In biochemical assays, cystine values are reported as half-molecules because cystine was originally measured in reducing conditions (as cysteine), and cysteine is half a molecule of cystine. Cystine is now directly measured as cystine using a mass spectrometer but the values are still reported as half-cystine per mg of protein.

Lysosomal fusion

Fusion of acidified late endosomes carrying endocytic cargo with resting lysosomes bearing concentrated enzymes, or fusion between resting overloaded lysosomes (then also called interlysosomal fusion).

Lysosomal fission

Vesicular budding from endolysosomes (to regenerate late endosomes and resting lysosomes), or division of overloaded resting lysosomes into smaller ones to randomize residual content by interlysosomal fusion.

Residual body

A resting lysosome, filled with undigestible content, that no longer engages in vesicular trafficking.

Lysosomal defecation

Active exocytosis of overloaded lysosomes. This lysosomal clearing activity is stimulated by transcription factor EB.

Lysosomal amino acid sensors

Component or interacting partner of the mTOR-complex machinery that informs mTOR kinase on starvation or amino acid abundance.

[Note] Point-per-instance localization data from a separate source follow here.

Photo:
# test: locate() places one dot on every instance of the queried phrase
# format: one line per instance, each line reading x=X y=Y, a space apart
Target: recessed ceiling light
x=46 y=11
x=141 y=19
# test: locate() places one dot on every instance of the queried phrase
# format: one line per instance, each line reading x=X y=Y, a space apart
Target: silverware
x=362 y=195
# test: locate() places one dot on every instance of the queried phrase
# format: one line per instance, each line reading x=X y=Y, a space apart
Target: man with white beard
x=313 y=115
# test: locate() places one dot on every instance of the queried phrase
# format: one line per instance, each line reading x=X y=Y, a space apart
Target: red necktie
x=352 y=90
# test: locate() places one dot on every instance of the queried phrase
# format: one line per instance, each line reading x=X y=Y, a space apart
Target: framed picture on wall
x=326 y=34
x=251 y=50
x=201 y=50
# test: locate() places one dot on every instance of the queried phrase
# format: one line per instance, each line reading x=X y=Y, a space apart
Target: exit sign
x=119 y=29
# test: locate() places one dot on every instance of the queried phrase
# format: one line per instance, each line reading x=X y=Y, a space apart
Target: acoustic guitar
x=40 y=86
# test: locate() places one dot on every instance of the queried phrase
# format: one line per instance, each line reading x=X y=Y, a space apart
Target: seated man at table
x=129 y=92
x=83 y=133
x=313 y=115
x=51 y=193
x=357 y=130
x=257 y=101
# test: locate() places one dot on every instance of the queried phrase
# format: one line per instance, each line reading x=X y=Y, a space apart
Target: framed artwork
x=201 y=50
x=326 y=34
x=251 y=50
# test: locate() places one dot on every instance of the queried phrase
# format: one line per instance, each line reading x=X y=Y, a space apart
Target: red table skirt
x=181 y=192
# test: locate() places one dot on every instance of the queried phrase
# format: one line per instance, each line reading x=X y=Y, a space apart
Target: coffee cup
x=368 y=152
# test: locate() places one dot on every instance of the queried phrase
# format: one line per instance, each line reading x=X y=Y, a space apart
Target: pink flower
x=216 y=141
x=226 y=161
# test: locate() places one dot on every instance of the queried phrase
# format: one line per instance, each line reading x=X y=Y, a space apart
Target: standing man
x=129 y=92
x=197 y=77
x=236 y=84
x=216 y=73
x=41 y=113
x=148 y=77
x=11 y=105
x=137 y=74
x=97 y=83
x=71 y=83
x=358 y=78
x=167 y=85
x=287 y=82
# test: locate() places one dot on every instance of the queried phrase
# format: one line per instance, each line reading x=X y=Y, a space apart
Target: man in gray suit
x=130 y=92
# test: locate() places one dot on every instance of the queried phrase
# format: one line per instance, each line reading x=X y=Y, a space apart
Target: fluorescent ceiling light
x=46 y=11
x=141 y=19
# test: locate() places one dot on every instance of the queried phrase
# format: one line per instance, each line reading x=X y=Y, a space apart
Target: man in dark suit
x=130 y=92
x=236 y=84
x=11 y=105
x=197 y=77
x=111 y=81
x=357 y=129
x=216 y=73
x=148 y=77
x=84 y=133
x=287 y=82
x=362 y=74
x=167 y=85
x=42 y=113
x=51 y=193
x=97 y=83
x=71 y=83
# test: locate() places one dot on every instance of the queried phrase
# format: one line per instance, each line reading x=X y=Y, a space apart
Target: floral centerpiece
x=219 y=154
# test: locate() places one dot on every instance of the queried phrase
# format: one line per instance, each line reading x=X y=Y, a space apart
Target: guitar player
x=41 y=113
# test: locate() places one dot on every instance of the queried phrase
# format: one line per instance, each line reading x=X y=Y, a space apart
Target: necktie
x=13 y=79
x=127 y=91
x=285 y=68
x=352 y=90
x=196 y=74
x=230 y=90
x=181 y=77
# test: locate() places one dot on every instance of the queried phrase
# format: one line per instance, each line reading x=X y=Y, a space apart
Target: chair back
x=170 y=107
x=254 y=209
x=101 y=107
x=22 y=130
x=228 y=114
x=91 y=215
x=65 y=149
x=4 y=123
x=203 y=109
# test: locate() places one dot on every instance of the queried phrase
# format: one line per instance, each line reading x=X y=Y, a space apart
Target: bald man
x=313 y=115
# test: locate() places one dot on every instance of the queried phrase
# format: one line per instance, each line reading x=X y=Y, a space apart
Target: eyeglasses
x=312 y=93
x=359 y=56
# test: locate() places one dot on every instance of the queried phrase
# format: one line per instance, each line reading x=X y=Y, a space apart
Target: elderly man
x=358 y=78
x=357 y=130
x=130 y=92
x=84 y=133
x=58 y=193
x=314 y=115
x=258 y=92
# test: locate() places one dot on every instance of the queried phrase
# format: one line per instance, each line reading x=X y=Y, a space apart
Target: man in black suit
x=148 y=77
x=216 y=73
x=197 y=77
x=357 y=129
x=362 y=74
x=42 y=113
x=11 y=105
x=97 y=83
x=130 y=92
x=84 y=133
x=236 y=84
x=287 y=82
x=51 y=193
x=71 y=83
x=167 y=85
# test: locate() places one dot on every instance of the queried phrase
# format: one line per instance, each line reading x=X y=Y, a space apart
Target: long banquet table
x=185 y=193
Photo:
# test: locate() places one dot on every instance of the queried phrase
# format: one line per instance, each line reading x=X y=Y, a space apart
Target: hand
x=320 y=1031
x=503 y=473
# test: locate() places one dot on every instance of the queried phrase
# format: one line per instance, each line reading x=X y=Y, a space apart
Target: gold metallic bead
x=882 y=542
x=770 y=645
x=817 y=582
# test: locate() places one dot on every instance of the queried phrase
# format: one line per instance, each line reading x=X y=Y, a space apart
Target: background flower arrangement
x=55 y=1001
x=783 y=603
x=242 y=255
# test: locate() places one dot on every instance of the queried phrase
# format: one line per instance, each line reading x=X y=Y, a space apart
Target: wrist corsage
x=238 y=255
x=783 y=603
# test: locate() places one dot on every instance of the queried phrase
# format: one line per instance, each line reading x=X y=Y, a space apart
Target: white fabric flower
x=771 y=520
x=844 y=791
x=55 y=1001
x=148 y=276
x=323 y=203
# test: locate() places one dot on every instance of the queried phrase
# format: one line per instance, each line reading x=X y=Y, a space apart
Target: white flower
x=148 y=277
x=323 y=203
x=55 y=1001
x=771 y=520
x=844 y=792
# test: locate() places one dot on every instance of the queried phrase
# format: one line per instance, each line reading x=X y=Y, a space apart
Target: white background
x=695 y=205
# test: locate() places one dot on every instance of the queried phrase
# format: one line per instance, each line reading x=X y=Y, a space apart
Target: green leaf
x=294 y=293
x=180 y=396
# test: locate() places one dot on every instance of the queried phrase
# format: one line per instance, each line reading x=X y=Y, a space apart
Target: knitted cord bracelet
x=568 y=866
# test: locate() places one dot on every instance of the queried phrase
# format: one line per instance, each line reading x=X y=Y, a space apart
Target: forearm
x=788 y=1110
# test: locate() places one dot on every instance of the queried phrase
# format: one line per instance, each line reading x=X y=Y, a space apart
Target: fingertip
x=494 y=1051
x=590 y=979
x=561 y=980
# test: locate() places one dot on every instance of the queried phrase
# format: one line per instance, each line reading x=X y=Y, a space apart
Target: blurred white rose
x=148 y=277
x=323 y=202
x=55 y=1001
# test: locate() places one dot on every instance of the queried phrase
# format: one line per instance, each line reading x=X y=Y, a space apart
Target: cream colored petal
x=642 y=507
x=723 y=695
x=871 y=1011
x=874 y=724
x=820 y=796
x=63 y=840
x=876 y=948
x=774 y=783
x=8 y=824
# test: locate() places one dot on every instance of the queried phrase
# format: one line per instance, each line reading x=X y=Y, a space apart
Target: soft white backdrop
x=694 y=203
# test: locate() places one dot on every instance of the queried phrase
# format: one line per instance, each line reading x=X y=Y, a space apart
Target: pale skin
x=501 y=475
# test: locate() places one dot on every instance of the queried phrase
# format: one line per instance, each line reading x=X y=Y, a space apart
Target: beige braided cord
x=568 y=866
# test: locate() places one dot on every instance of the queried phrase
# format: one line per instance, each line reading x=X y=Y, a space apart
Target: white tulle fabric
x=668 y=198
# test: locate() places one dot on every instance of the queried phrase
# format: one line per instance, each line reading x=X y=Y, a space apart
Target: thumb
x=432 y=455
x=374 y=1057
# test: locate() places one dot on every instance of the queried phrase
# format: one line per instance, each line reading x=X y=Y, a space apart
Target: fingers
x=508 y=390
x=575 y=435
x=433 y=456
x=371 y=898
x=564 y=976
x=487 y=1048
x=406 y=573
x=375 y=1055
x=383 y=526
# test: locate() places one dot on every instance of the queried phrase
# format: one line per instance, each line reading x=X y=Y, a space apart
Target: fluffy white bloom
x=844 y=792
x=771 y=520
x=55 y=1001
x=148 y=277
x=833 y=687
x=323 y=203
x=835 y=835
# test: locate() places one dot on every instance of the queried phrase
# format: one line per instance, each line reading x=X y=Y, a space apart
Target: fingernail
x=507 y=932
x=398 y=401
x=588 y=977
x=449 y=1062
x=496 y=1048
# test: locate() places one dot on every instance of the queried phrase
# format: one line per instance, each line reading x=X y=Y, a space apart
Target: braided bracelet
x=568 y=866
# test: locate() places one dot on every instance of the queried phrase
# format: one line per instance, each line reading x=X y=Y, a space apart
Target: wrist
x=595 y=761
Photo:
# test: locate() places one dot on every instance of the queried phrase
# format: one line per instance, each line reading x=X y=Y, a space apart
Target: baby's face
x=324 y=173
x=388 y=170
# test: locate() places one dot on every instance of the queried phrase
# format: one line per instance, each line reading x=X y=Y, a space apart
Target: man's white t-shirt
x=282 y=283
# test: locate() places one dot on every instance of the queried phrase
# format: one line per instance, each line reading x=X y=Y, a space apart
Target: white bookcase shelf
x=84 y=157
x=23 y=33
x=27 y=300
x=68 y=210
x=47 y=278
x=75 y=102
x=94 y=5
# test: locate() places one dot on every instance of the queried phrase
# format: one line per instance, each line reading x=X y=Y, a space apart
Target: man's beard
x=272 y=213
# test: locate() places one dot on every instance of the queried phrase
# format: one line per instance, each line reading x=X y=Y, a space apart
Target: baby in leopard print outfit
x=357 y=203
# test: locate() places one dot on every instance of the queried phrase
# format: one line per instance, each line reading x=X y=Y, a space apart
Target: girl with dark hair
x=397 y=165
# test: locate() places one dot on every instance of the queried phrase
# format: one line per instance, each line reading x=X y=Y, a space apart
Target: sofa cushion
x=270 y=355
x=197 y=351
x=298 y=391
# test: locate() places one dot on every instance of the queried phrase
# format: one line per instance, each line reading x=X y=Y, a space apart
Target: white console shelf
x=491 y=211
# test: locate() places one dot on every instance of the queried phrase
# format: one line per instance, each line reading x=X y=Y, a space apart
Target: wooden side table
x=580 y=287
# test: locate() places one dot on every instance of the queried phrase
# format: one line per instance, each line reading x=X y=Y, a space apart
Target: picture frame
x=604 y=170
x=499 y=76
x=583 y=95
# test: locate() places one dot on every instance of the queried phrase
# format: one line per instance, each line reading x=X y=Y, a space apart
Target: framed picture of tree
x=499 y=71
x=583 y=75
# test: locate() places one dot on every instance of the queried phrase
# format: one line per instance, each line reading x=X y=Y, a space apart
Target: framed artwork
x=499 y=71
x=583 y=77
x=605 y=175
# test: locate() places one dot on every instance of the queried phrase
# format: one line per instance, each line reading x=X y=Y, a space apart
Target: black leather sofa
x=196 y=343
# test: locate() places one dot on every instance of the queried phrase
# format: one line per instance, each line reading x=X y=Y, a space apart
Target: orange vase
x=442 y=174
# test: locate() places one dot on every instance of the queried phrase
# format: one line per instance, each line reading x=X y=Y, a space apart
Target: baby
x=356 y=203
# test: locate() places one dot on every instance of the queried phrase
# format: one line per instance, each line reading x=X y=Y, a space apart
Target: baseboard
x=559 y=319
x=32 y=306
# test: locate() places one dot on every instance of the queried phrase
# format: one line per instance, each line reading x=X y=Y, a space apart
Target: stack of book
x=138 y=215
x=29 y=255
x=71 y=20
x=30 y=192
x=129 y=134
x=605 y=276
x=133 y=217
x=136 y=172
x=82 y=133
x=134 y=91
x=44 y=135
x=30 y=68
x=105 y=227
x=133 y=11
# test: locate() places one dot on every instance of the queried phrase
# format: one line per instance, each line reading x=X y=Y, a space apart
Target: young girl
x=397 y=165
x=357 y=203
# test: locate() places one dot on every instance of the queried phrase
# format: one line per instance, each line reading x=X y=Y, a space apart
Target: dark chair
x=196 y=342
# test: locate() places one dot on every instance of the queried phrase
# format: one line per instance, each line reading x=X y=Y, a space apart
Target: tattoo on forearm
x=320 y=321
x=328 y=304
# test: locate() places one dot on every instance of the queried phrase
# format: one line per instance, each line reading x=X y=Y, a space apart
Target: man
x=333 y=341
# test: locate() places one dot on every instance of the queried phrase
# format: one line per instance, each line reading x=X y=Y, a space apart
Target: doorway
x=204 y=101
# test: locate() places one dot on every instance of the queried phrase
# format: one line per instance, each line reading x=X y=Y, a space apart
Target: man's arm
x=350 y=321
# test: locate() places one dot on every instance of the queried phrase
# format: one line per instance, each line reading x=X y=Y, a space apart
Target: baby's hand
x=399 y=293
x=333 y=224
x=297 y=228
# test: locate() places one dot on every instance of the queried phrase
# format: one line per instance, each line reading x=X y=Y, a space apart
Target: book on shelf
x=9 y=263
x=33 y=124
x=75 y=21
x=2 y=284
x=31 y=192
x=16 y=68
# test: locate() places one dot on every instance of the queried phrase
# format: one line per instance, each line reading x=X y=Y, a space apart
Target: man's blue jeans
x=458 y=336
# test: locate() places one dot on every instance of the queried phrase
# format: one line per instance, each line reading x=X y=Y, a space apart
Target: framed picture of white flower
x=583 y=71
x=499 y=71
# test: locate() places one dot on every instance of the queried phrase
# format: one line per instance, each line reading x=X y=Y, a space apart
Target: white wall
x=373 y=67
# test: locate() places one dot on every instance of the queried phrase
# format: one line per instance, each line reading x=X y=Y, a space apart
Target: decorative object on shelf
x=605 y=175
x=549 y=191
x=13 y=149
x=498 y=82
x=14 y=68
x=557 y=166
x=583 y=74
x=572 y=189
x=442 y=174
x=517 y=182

Low molecular weight proteinuria

A commonly used term to describe tubular proteinuria due to defective proximal tubular endocytosis of plasma proteins selectively ultrafiltrated according to their size and/or sieving coefficient (thus excluding IgGs and other high molecular weight (MW) proteins), as opposed to non-selective glomerular leak. This terminology is convenient, but might be misleading since pure tubular proteinuria typically includes relatively high MW proteins such as transferrin (80 kDa) and even larger globular proteins.

Cross-correction

Transfer of functional protein from normal cells to deficient cells.

Pathogen spreading

Transmission of bacteria, virus or parasites from one cell to another. Bacteria and virus such as HIV have been shown to colonize cells using the tunnelling nanotube route.